Потом все по очереди подходили к нам выразить соболезнования. Мужчины в слишком коротких штанах (можно было разглядеть марку носков). Их жены с мокрыми носами и забытыми за ухом бигудями. «Примите наши соболезнования», – говорили все они, потому что так принято, и у некоторых при этом был такой вид, будто они сейчас добавят: как все-таки здорово, что сегодня еще не моя очередь, что кто-то другой загремел в деревянный ящик…
Пришли все друзья. Семья Будуду – Мустафа сморкался в галстук, а у Абдуллы сполз подгузник, и все протекло. Семья Китонунца при полном параде. Мсье Бюффлие (и я вдруг вспомнил Жожо, который всегда подолгу беседовал с бабушкой, Альцгеймер его совершенно не смущал). Семья Лашеналь – глаза у Мириам были красными от слез.
Те, кто знал слова, подхватили прощальную песню, и бабушка поплыла прочь: ее увезли из церкви на длинном черном автомобиле. И тогда папа заплакал, ведь она была его мамой.
Мы никогда раньше не видели, как наш папа плачет, думали, он не умеет…

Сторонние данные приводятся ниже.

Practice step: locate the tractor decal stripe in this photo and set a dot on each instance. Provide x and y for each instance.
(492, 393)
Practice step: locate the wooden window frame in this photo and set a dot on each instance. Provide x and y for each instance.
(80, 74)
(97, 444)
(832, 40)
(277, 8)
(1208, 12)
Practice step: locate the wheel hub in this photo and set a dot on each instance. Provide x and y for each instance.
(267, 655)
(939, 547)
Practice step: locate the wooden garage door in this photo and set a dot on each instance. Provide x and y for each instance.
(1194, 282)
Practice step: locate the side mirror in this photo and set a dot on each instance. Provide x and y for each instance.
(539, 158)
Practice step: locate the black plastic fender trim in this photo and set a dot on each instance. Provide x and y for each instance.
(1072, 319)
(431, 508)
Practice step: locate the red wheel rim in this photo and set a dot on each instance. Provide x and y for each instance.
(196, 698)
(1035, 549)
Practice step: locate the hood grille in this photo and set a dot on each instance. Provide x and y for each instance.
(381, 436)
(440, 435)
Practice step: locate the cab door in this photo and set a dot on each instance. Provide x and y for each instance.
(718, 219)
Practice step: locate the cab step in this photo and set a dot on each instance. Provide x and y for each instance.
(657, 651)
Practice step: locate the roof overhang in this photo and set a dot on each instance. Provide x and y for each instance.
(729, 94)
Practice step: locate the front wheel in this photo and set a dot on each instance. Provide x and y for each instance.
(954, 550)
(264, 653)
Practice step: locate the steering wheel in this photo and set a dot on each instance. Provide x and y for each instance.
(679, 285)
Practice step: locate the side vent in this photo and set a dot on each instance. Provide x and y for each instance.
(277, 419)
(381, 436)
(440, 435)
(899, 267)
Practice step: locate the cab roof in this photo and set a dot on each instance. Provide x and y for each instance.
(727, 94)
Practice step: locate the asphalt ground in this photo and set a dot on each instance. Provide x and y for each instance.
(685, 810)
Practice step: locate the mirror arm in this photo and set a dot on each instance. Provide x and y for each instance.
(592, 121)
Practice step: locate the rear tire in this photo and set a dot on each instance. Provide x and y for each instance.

Было воскресенье, восемь часов утра. Папа вышел из ванной с зачесанными назад мокрыми волосами, положил руку на плечо братцу Жерару и улыбнулся сестренке Нане. «Моя старшенькая», – прошептал он. Поставил на огонь старую кастрюльку, легко подхватил меня на руки, будто я невесомый, и сел за кухонный стол.
– Что-то нынче не жарко, – проговорил он, глядя на снег за окном.
Больше он ничего не сказал, а я сидел у него на коленях, стараясь поменьше двигаться. От него приятно пахло кремом после бритья. И он дышал мне прямо в шею, сильно, как лошадка. Сестренка Нана принесла кофе, и папа поблагодарил ее кивком головы. Он водил ложечкой по своей чашке в голубой горошек, помешивая черный дымящийся напиток, и в эту минуту я не слышал ничего, кроме звона кофейной ложечки, будто весь мир снаружи перестал существовать. Я сидел, прижавшись к папе, и мне хотелось, чтобы так продолжалось вечно.
– В следующее воскресенье поедем в Шар-дю-Бер кататься на лыжах, – сказал он. – Готов поспорить, что ни один из вас не пройдет трассу быстрее старика отца.
И все вдруг стало почти как раньше, все Фалькоцци заговорили разом, перебивая друг друга, а Пес бешено замахал хвостом.
Если бы не коричневая урночка, можно было подумать, что вообще ничего не случилось…
Дорога на Аннюи оказалась длиннющей, я чуть не умер, а потом еще пришлось подниматься по узенькой тропинке вдоль замерзшей реки. Иногда я проваливался в снег по колено.
Я прислонил рюкзак к стволу елки и стал лизать льдинку: в горле горело. Мне еще предстояло перейти ручей и лезть дальше по вертикальному склону. Пальцы на ногах окоченели, я их уже не чувствовал.
Я карабкался зигзагами, но споткнулся о корень и полетел вниз. Снег забился за воротник. Я испугался за бабушку, однако крышка оказалась крепкой…
Позже, вконец обессилев, я свалился на землю под навесом альпийской хижины. Густые облака закрывали от меня вершину, но небо было переменчиво.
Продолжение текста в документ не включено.